For century’s India has been guided by a caste system in which darker skinned people were believed to be from a lower caste; and while the onset of colonial rule did nothing to improve India’s state of mind, the root of India’s love affair with lighter skin stems from a divide between upper and lower class citizens. Here upper class Indians view themselves as superior because of their alleged Aryan roots. “Indians in general have that inferiority complex, we have had a hangover about fair skin, since the British left India. It is an inherent thing in Indians to see white as beautiful and black as ugly,” Pranab Awasti, owner of Glitz Modeling agency, told the Telegraph.

The magazine industry in India is no stranger to the skin tone controversy. Caucasian or fairer skinned models appear more readily on the cover of India’s top fashion magazines, and get paid thousands of dollars more than their darker skinned counterparts. When Indian actress Aishwarya Rai graced the cover of Elle India, a frenzy began over the magazines decision to lighten her skin. The Elle India debacle became so heated that Rai allegedly considered seeking legal action against the magazine for the creative license they took over her appearance. Sound familiar? As recently as 2010 the US version of Elle magazine was accused of lightening Gabourey Sidibe’s complexion on their October cover. Cosmetic companies like L’Oreal have also added to the light is right myth by perpetuating stereotypes in their ad campaigns. In 2008 L’Oreal was accused of lightening Beyoncé’s skin tone in their ad campaign, and it was also the same year that Aishwarya Rai was abruptly dropped from her contract with L’Oreal for refusing to endorse their skin-lightening cream.

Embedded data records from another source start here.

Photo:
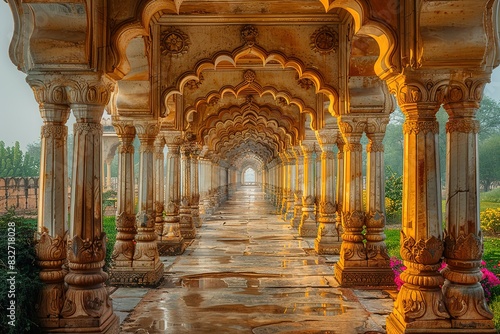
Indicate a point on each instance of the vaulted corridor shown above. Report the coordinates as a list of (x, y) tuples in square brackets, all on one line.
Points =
[(248, 272)]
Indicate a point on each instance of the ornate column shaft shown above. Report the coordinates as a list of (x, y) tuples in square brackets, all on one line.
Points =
[(307, 227), (328, 240), (299, 184), (352, 266), (52, 206), (123, 251), (147, 264), (159, 188), (87, 306), (172, 242), (463, 294), (188, 230), (376, 250), (420, 304), (195, 189)]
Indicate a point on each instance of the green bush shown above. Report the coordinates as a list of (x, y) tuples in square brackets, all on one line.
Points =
[(490, 221), (27, 282), (491, 196)]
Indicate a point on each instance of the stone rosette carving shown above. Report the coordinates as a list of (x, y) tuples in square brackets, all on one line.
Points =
[(249, 35), (422, 251), (174, 42), (324, 40)]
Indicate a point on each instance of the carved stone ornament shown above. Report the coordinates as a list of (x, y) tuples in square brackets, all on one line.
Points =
[(249, 76), (305, 83), (194, 84), (174, 42), (325, 40), (249, 34), (426, 252)]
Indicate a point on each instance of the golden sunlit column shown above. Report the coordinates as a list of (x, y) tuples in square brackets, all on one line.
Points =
[(123, 251), (172, 242), (299, 184), (463, 294), (53, 201), (376, 250), (328, 240), (159, 188), (339, 187), (188, 230), (420, 305), (291, 171), (147, 264), (352, 266), (87, 306), (307, 227), (195, 189)]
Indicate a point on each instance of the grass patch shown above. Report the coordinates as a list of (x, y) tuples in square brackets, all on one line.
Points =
[(109, 226)]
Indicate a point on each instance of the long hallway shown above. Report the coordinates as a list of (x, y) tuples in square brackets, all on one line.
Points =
[(248, 272)]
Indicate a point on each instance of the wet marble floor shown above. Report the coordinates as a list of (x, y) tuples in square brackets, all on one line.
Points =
[(247, 271)]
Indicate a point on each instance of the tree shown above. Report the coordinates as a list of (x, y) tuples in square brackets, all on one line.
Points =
[(489, 160)]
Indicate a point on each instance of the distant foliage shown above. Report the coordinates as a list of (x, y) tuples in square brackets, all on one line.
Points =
[(490, 221), (14, 163)]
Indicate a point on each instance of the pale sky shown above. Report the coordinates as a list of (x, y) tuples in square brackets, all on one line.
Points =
[(19, 116)]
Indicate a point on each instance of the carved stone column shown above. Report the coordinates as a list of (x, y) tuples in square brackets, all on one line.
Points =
[(188, 230), (307, 227), (463, 294), (53, 201), (195, 189), (159, 188), (123, 251), (352, 266), (299, 184), (328, 240), (172, 242), (147, 264), (87, 306), (420, 303), (339, 187), (376, 250)]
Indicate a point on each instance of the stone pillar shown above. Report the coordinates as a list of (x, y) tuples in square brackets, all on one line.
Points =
[(147, 264), (87, 306), (159, 177), (339, 188), (328, 240), (188, 230), (123, 251), (195, 189), (299, 184), (172, 242), (376, 250), (420, 305), (307, 227), (52, 207), (352, 266), (463, 294)]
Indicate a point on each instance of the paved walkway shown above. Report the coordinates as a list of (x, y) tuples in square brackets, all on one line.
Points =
[(248, 272)]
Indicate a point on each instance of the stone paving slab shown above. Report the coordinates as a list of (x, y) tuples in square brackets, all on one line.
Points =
[(249, 272)]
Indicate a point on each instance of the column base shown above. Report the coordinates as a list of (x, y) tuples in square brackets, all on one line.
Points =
[(364, 276), (327, 248), (111, 325), (137, 276), (171, 247), (308, 229), (394, 326)]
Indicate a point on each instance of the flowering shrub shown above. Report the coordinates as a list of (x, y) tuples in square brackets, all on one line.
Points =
[(490, 220), (489, 280)]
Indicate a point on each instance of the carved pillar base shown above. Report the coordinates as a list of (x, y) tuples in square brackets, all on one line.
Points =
[(363, 276), (138, 276)]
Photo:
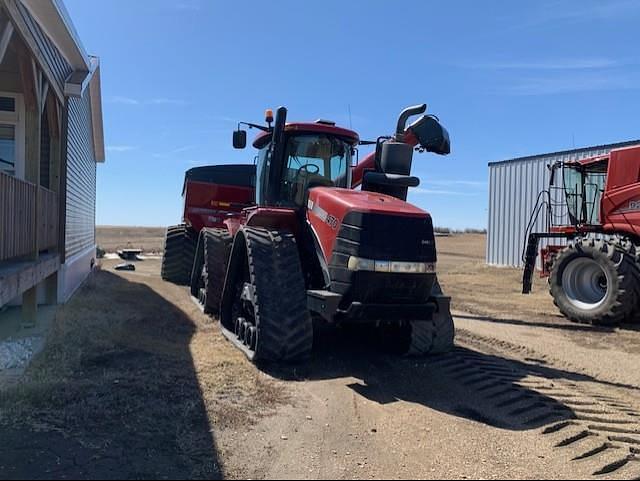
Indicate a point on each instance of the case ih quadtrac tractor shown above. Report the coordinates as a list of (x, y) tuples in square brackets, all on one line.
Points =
[(314, 248), (595, 278)]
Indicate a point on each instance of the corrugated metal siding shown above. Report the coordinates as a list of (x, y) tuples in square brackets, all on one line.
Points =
[(81, 178), (60, 68), (513, 191)]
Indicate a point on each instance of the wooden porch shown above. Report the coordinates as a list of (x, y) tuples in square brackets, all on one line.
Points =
[(31, 210), (29, 241)]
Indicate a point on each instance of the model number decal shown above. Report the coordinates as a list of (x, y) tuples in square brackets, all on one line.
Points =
[(332, 221), (323, 215)]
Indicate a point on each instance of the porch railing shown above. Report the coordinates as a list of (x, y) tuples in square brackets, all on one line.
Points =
[(19, 221)]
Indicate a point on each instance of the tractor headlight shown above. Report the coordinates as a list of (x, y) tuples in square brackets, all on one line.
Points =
[(360, 264)]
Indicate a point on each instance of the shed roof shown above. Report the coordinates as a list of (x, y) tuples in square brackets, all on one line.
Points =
[(560, 153)]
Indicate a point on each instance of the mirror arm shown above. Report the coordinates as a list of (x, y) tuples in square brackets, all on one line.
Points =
[(255, 126)]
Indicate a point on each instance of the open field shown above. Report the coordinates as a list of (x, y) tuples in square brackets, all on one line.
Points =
[(136, 382), (476, 288)]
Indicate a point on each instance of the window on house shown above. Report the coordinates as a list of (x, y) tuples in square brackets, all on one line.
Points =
[(8, 149), (7, 104)]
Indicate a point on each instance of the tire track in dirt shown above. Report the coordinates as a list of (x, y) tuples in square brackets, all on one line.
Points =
[(601, 429)]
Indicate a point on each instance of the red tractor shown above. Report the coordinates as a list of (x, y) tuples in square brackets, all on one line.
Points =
[(314, 248), (595, 277), (211, 194)]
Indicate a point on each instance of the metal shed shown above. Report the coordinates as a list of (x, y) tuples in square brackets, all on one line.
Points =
[(514, 186)]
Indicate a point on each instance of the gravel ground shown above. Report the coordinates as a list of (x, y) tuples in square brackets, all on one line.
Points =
[(146, 386)]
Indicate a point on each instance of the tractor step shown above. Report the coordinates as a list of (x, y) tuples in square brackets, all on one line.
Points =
[(324, 303)]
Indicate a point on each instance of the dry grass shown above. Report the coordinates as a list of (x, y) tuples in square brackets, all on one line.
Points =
[(135, 365)]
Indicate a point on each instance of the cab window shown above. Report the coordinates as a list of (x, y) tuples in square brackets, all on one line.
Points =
[(314, 161)]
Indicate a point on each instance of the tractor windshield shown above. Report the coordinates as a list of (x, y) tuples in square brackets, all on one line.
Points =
[(314, 160), (584, 186)]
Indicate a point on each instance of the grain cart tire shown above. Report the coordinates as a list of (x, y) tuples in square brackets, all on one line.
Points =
[(437, 335), (179, 249), (596, 282), (210, 267), (265, 286)]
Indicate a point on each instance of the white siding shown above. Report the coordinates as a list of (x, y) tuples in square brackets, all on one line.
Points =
[(514, 186)]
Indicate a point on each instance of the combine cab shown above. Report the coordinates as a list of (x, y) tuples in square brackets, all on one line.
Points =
[(594, 275), (211, 195)]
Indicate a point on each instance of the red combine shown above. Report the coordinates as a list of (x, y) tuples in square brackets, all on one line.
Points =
[(211, 194), (595, 278), (313, 248)]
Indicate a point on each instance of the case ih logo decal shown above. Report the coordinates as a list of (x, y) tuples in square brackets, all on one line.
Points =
[(332, 221), (634, 206), (323, 215)]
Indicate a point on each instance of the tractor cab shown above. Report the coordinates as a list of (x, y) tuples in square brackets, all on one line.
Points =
[(296, 157)]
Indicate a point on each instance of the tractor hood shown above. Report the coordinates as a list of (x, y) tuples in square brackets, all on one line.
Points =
[(328, 208)]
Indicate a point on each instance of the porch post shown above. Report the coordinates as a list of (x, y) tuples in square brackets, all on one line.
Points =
[(32, 86)]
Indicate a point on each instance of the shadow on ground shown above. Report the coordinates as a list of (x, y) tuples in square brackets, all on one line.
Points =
[(114, 395), (489, 389), (561, 324)]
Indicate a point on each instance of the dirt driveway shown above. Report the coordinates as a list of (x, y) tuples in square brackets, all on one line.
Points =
[(136, 382)]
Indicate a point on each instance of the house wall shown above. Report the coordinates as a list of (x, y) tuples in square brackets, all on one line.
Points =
[(80, 240), (78, 189)]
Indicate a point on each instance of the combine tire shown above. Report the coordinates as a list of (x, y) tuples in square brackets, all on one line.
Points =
[(207, 277), (596, 282), (179, 249), (435, 336), (264, 304)]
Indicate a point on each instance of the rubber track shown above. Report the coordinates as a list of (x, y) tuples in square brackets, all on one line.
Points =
[(179, 251), (217, 248), (285, 330)]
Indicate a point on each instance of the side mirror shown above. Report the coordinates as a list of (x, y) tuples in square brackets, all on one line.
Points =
[(239, 139), (431, 135)]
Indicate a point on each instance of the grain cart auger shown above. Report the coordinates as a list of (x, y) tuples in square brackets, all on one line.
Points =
[(595, 277), (314, 249)]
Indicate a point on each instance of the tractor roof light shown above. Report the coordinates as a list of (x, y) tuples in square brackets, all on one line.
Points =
[(268, 116)]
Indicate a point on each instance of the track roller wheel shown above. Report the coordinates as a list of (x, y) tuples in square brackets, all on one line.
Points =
[(265, 293)]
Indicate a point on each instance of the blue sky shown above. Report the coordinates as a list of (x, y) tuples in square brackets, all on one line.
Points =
[(506, 78)]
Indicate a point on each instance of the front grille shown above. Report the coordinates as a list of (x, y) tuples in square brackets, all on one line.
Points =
[(382, 237)]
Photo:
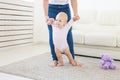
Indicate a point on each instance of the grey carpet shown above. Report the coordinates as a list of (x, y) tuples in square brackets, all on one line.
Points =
[(37, 68)]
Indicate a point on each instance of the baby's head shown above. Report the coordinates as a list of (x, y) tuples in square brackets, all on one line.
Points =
[(61, 19)]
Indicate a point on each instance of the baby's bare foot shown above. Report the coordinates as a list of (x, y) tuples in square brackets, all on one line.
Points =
[(54, 64)]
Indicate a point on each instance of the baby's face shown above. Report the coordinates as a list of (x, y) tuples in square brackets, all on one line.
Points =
[(61, 21)]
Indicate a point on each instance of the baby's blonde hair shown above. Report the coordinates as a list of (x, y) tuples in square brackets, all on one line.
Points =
[(63, 15)]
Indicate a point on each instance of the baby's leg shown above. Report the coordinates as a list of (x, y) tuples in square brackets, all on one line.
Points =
[(67, 52), (59, 56)]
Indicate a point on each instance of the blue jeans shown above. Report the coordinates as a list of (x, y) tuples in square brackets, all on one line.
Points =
[(53, 10)]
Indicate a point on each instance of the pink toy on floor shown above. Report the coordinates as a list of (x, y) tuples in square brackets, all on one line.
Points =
[(107, 62)]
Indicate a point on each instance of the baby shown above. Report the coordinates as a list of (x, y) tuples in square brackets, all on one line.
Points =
[(60, 30)]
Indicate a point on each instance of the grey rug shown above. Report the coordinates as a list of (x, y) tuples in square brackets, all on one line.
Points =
[(37, 68)]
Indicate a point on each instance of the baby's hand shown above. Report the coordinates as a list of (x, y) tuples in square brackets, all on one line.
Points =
[(75, 18)]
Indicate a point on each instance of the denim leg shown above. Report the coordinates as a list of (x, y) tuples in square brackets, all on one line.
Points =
[(70, 42), (54, 57)]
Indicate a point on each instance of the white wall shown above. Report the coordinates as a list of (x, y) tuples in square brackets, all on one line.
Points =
[(40, 27), (99, 4)]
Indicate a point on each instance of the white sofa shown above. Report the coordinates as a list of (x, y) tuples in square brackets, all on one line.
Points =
[(98, 28)]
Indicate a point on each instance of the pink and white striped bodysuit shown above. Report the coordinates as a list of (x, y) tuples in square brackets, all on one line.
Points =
[(60, 36)]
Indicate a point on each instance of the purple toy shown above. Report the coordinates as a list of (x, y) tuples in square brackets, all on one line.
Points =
[(107, 62)]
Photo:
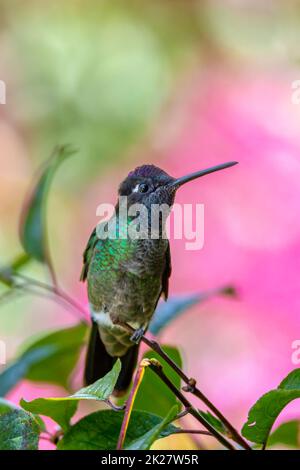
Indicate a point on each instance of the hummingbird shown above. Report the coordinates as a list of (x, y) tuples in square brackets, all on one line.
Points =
[(126, 276)]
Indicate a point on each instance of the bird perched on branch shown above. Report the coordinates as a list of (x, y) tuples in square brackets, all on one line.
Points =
[(127, 274)]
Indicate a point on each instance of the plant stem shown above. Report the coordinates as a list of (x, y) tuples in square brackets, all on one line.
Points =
[(129, 404), (192, 431), (191, 387), (157, 368)]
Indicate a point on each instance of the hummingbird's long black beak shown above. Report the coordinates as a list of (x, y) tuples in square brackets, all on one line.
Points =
[(192, 176)]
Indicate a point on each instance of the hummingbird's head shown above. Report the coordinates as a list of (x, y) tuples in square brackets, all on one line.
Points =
[(148, 184)]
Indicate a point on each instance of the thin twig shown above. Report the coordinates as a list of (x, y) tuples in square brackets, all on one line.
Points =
[(192, 431), (191, 387), (113, 406), (157, 368), (129, 404)]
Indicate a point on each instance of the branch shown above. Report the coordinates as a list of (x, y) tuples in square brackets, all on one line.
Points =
[(157, 368), (129, 404), (191, 387)]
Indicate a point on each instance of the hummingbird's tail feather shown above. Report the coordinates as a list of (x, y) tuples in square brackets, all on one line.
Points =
[(99, 362), (128, 361)]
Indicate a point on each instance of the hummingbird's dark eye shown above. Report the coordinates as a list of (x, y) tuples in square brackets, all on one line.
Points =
[(143, 188)]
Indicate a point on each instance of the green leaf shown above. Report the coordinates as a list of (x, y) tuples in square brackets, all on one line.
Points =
[(215, 422), (145, 441), (265, 411), (177, 305), (51, 359), (64, 349), (152, 386), (18, 431), (6, 406), (100, 430), (287, 434), (62, 409), (33, 226)]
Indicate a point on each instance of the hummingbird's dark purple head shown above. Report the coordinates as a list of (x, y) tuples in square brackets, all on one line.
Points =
[(148, 184)]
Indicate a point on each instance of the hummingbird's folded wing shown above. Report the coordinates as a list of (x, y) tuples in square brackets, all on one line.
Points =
[(166, 274), (87, 255)]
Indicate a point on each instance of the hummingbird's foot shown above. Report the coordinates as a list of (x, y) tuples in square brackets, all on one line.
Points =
[(137, 335)]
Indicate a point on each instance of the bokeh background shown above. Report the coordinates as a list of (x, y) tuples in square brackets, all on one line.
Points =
[(184, 85)]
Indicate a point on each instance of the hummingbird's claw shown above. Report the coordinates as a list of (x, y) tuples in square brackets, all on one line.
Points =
[(137, 335)]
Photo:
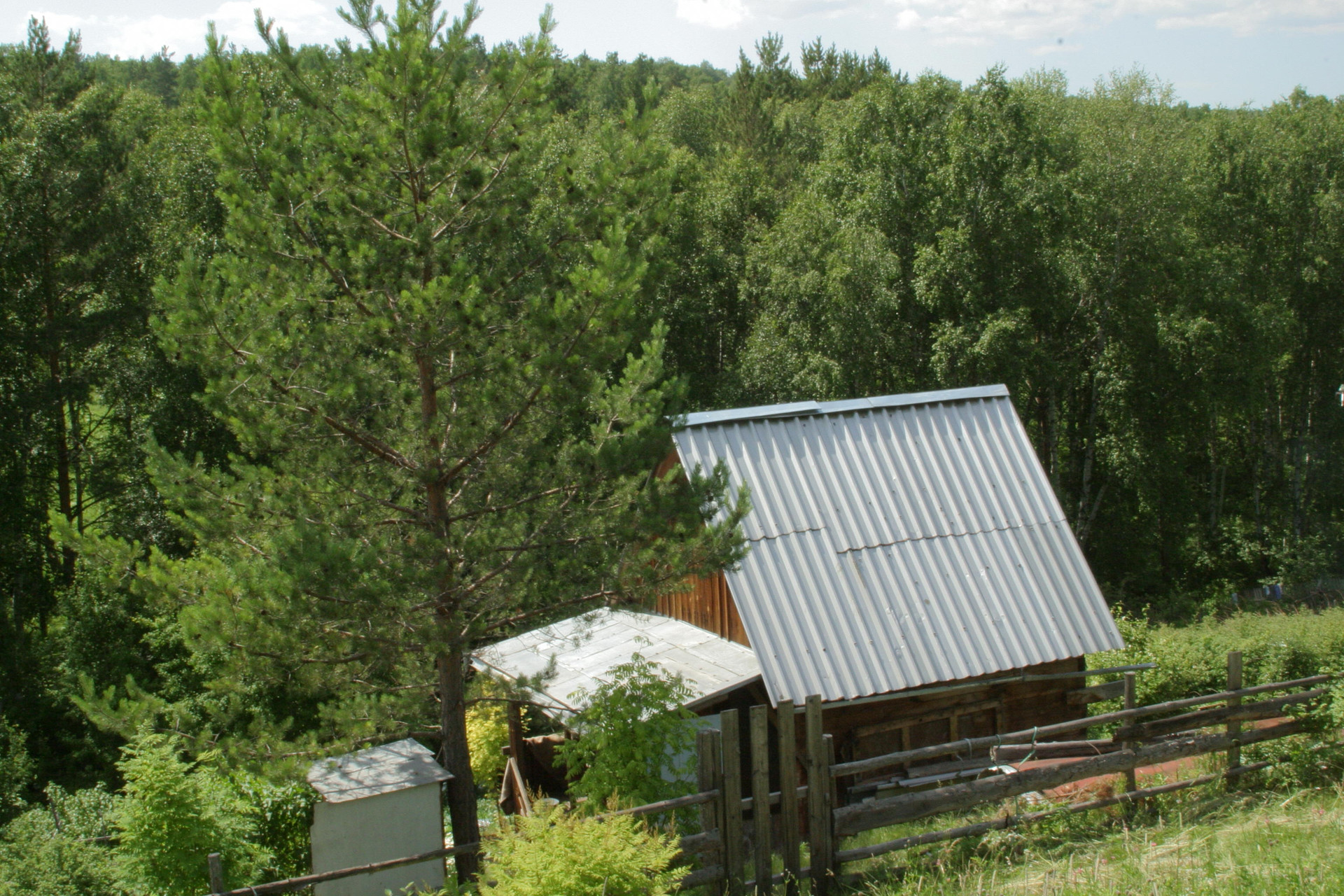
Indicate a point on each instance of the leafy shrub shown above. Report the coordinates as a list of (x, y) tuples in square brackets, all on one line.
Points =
[(284, 821), (35, 860), (174, 814), (487, 735), (635, 736), (1193, 659), (15, 770), (559, 855)]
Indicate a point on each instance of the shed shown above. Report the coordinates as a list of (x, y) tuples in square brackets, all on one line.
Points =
[(909, 562), (577, 654), (378, 804)]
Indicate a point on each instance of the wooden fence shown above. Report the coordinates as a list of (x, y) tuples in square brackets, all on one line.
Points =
[(748, 828)]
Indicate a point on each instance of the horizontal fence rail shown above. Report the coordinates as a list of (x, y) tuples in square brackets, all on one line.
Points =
[(308, 880), (1028, 735), (746, 825)]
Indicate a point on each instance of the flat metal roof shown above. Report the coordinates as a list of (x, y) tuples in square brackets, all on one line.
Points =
[(578, 654), (379, 770), (898, 542)]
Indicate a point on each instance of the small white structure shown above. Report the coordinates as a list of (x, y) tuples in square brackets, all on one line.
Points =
[(578, 654), (377, 805)]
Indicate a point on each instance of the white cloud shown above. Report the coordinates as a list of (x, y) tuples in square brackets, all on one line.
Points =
[(132, 36), (715, 14), (1053, 19)]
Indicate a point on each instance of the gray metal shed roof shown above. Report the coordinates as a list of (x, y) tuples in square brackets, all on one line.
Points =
[(584, 649), (898, 542), (379, 770)]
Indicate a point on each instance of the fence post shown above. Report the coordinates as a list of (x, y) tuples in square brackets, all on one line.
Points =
[(761, 862), (820, 821), (1130, 776), (730, 830), (217, 874), (832, 841), (1234, 729), (710, 777), (788, 798)]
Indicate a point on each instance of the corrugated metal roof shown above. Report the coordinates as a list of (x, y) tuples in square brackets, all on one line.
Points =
[(899, 542), (378, 770), (585, 649)]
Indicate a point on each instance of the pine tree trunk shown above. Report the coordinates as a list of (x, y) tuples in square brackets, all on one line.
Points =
[(461, 789)]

With India’s newfound economic power, citizens are experiencing a rise in their buying power, and ultimately a new accessibility to fashionable luxuries. For many who have failed to reap the benefits of India’s budding economic success, skin-whitening products are seen as an affordable luxury. Companies like Vaseline and Nivea unabashedly promote their skin-whitening products to play into a nation’s insecurity by promising cheap and affective ways to appear lighter. Indian society is so obsessed with fair skin, that skin tone can also affect a person’s marriage prospects. India’s popular match making site, Shaadi, conducted a poll in which skin tone was considered to be the most important attribute when choosing a partner in the northern states. It is also common to find a preference for lighter skin placed in personal ads.

As long as the average person in Indian society continues to condone an apparent bias, real change in India’s fashion industry and society may never be attainable. The boldness of Indian models to speak out against a “cultural norm” brings hope to an issue that has plagued almost every corner of the earth. The United States is far from perfect, but an openness to discuss societal issues surrounding skin tone have often led to citizens leading the rallying cry against preferences for lighter skin or at least sparking the debate.

Although Indian celebrities are using their popularity to influence media stereotypes, there are still many models and actresses who endorse skin-whitening products. Indian models Dipannita Sharma and Carol Gracias are making it clear that this issue is more than just industry deep, “It’s not just the fashion industry, India per se is obsessed with white skin. We will take another hundred years to completely get over it,” Sharma told the Telegraph. Perhaps when all models, actresses, and singers of color speak up against the preferences for lightness, the media will be forced to realize that true beauty is diverse and comes in many shades of brown.